Le taux d’inflation des douze derniers mois est monté à 5,2 %, le plus élevé depuis quatorze ans, selon les données publiées le 15 août par le Bureau central des statistiques. Combinée à une hausse des taux d’intérêt, l’augmentation des prix à la consommation, en juillet la plus forte depuis 2009, accentue un coût de la vie parmi les plus élevés du monde. Israël se classe ainsi au second rang au sein de l’OCDE, derrière la Suisse.
« De la place pour parler des problèmes économiques »
Alors que le pays retourne aux urnes le 1er novembre, pour la cinquième fois en quatre ans, le sujet monte à l’orée de la campagne des législatives : 44 % des Israéliens interrogés fin juillet par l’Institut israélien de la démocratie (IDI) estiment que le programme économique des candidats et l’augmentation du coût de la vie influenceront leur vote. Une première. « Il y a de la place pour parler des problèmes économiques parce que la situation sécuritaire est relativement sous contrôle », estime Tamar Hermann, professeure à l’IDI, en soulignant que les priorités des électeurs sont volatiles.
Fin observateur de l’opinion publique, Benyamin Netanyahou, le chef de l’opposition candidat aux législatives, n’a pas hésité à troquer sa casquette de champion de la sécurité pour celle de monsieur économie. Dans une vidéo publiée le 4 août, il assure que, s’il est élu, il réduira les tarifs de l’électricité, du gaz et de l’eau, et gèlera le taux des taxes municipales. « Ce sont des promesses populistes, pour rassurer les électeurs.
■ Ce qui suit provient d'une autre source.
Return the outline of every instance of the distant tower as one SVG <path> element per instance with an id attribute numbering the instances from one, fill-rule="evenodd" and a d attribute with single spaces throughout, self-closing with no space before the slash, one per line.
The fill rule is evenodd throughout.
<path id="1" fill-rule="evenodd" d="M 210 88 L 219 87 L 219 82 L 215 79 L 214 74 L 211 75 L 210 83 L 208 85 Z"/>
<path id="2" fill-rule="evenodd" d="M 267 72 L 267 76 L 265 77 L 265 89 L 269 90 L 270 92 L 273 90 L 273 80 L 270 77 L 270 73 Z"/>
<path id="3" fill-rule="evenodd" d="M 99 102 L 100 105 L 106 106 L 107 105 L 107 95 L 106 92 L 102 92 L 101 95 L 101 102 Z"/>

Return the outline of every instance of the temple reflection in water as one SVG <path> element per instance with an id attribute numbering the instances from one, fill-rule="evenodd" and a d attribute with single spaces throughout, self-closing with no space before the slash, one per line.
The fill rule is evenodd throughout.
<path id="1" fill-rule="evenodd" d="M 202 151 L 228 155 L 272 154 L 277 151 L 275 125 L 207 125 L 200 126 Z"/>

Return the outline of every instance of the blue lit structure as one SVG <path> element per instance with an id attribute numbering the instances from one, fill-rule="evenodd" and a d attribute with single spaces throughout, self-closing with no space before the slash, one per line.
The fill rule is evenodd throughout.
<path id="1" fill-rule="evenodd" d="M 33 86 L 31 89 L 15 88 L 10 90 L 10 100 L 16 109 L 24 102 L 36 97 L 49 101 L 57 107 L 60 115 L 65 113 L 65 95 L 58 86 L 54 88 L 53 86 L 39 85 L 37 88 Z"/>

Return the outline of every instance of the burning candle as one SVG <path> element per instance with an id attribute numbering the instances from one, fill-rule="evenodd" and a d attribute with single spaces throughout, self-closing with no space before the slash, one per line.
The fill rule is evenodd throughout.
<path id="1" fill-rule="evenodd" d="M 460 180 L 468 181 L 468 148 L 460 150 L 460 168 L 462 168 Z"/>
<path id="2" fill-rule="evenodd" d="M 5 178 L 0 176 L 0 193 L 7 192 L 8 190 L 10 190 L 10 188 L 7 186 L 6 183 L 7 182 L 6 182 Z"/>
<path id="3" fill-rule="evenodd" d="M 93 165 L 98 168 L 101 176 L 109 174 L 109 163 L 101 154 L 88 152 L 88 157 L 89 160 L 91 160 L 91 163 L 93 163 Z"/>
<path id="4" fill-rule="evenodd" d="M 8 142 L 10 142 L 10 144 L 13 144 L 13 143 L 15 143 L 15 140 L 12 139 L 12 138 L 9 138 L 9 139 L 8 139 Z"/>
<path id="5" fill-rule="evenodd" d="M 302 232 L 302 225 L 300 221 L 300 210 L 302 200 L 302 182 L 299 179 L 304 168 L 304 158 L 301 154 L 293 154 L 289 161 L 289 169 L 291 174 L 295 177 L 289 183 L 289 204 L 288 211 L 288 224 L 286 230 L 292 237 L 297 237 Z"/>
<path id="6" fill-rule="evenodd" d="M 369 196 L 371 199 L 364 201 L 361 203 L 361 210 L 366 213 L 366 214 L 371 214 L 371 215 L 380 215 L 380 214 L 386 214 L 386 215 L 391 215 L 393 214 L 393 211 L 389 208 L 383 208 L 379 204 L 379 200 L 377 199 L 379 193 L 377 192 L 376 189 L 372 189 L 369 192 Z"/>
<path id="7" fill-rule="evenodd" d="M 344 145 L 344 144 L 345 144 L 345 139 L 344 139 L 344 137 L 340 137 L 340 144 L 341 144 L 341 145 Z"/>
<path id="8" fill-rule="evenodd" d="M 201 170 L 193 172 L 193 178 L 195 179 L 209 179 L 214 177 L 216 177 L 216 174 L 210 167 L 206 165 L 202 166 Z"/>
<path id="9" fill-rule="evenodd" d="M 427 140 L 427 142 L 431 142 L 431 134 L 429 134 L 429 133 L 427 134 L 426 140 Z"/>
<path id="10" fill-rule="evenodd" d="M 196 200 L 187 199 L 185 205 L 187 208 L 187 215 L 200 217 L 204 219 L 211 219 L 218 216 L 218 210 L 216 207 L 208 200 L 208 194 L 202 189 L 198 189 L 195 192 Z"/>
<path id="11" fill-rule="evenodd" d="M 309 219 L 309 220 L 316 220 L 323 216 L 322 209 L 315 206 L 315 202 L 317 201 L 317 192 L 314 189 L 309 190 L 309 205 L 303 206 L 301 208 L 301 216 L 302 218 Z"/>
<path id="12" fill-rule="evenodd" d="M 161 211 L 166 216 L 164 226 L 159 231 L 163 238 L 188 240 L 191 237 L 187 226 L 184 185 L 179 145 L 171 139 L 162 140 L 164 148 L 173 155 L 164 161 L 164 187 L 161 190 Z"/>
En douze ans de règne, Benyamin Netanyahou n’en a quasiment tenu aucune pour régler le problème qui n’a fait qu’empirer », juge l’économiste Jacques Bendelac.
À deux mois et demi du scrutin, la course entre le bloc Netanyahou et celui du « tout sauf Bibi (surnom de Netanyahou, NDLR) », dirigé par l’actuel premier ministre Yaïr Lapid, apparaît très serrée. « Si une minorité d’électeurs était influencée par les questions économiques, elle pourrait décider de l’issue de l’élection », avance l’éditorialiste économique David Rosenberg.